The synoptic conditions observed during the field experiment, typical of a summer day in western Iberia, included significant variations of water vapor in the low troposphere, associated with the sea-breeze circulation (Salgado et al. 2015), and its interaction with Tagus estuary playing the role of a large relatively warm lake. Such circulation produces large horizontal heterogeneities in the water vapor distribution with some signatures in the observed vertical profiles, namely sharp dry intrusions below 1000 m, which are not seen by AIRS and are not possible to assess from GNSS data. In spite of the close spacing of GNSS stations in the experiment, the real horizontal resolution of its water vapor data is rather coarse, as found in Mateus et al. (2018) when compared with much higher resolution InSAR (Interferometry Synthetic Aperture Radar) data.

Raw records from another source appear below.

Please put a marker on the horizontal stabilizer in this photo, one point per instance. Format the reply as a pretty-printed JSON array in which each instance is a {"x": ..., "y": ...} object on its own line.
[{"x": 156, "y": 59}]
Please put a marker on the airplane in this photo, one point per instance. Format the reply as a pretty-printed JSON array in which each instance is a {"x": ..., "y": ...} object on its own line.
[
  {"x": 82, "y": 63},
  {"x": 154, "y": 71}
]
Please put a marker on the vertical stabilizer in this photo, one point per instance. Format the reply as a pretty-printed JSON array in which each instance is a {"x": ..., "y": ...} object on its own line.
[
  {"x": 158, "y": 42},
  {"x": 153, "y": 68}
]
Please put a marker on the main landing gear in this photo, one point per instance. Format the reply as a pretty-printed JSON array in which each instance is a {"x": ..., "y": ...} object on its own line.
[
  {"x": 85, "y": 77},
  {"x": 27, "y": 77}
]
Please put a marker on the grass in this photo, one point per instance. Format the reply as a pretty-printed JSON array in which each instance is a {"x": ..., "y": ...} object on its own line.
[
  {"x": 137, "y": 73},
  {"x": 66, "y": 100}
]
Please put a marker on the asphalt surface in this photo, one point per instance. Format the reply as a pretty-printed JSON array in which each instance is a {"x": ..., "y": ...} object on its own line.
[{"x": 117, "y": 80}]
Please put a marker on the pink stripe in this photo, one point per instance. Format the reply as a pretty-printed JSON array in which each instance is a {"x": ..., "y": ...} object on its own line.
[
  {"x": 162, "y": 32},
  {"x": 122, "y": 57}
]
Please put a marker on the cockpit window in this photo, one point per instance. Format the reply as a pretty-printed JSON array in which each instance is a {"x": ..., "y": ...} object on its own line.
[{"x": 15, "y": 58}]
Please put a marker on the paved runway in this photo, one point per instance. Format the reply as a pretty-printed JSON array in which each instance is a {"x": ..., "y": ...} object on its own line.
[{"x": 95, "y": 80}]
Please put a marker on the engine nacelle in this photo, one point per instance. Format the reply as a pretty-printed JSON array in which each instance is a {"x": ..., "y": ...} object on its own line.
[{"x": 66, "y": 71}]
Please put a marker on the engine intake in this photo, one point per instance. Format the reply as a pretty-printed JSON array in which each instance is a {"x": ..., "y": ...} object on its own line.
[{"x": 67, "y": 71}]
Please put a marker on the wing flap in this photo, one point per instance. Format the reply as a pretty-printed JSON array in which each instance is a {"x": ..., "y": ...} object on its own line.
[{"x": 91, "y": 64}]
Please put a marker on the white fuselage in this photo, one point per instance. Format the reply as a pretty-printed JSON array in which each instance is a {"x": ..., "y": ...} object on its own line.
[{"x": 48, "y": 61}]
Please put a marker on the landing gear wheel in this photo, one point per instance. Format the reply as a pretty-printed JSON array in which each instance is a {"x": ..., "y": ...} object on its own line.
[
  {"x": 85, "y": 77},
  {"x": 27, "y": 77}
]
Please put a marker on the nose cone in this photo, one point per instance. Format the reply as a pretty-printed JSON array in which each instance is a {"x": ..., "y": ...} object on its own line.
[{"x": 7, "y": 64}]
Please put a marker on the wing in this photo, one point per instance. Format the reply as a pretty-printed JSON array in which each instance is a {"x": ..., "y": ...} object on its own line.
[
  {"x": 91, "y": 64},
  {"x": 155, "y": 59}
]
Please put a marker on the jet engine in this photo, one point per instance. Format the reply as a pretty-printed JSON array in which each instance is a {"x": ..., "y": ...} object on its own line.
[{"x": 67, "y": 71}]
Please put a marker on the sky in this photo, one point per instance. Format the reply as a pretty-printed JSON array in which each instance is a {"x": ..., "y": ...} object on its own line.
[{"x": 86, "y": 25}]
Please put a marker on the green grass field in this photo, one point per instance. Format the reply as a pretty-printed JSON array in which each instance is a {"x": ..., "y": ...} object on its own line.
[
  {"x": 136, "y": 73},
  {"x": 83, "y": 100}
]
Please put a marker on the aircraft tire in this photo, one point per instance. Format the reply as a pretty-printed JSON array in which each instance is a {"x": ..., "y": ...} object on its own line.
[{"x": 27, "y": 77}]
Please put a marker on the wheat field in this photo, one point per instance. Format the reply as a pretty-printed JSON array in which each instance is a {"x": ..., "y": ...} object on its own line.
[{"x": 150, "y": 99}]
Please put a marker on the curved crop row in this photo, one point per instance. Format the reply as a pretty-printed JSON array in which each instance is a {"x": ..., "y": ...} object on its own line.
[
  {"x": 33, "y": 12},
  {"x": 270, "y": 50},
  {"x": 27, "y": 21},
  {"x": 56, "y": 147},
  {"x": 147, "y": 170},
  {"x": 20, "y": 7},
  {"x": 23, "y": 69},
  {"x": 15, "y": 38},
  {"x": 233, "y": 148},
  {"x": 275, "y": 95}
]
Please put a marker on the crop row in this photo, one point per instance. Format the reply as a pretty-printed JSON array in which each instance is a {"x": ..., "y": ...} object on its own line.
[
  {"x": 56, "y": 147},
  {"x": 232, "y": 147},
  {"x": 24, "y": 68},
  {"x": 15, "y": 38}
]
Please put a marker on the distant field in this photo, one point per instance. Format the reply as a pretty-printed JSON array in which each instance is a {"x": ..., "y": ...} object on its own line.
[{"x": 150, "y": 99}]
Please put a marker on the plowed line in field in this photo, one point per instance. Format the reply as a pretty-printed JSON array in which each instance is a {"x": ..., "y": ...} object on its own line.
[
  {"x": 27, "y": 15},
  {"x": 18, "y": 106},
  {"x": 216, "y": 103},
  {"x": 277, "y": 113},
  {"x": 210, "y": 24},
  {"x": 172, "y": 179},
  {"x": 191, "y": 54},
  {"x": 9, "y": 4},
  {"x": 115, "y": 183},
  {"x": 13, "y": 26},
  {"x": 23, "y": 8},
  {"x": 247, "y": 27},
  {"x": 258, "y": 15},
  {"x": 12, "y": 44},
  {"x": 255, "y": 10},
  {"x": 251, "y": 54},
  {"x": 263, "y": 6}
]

While the present study was focused in the vertical structure of water vapor fields retrieved from GNSS tomography, which could be objectively evaluated against the frequent radiosondes provided by the field campaign, the method produces three-dimensional fields of water vapor. The recent study of Mateus et al. (2018), using 3DVAR (three-dimensional variational data assimilation) in a mesoscale forecast model, found that an improvement in that field can have a dramatic impact in the performance of high resolution of weather forecasts of severe weather systems. Considering the critical role of water vapor in most meteorological systems, we expect that similar improvements may be found in non-precipitating systems, such as sea-breeze circulations. The assimilation of tomography retrieved data will be pursued in future work. The possibility of producing improved water vapor atmospheric analysis from the continuous assimilation of GNSS slant delay data, constrained by radiosonde and remote sensed atmospheric profiles in the computation of three-dimensional tomography solutions, offers a new source of valuable data to be assimilated into numerical weather prediction models, at a limited cost, and with the potential of being used by very high-resolution modeling. As suggested by Benevides et al. (2016) that data may be merged with other new generation microwave observations, namely InSAR, also available in all weather conditions and at very high resolution.